Quando si trasferì in un appartamento tutto suo, il giovane Marcel Proust congegnò strani artifici per rendere la sua attività letteraria il più efficiente possibile.
Coprì la sua stanza di scure tende di raso, che a suo dire tenevano a debita distanza i pollini e la polvere che gli scatenavano una brutta asma.
Molto sensibile ai rumori, rivestì le pareti con pannelli di sughero per attutire i suoni dell’esterno e degli altri inquilini (mandava regolarmente educate lettere ai vicini pregandoli di fare piano).
Aveva l’abitudine di scrivere in posizione orizzontale, se non fetale, nel letto, circondato da tavoli di supporto in una stanza ingombra di oggetti di valore quasi esclusivamente sentimentale (era una casa piuttosto singolare e stando a un aneddoto dell’epoca Oscar Wilde non faceva segreto del suo disgusto).

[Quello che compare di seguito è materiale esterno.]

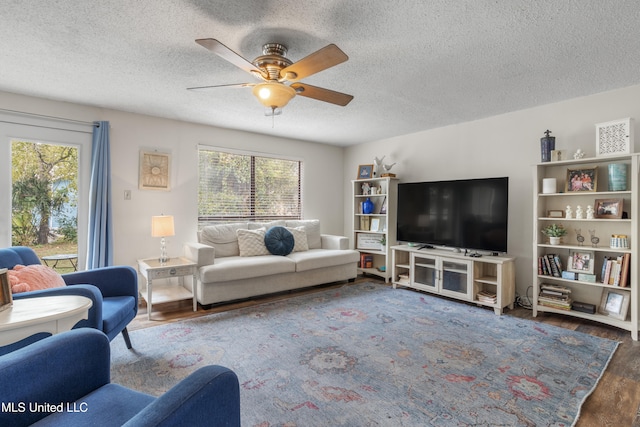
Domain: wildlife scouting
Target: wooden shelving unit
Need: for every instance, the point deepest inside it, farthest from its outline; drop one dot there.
(590, 291)
(369, 230)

Proust si svegliava tardi, dopo aver scritto fino a notte fonda, e suonava il campanello per chiamare la governante Céleste: doveva portare in camera dello scrittore due tazze, una caffettiera, una caraffa di latte caldo e un croissant acquistato ogni giorno allo stesso forno.
Estremamente freddoloso (forse anche a causa della misera dieta), lo scrittore indossava strati e strati di maglioni di lana, e si circondava di borse dell’acqua calda.
Céleste intanto aspettava uno scampanellìo: a quel punto Proust era pronto per un altro croissant.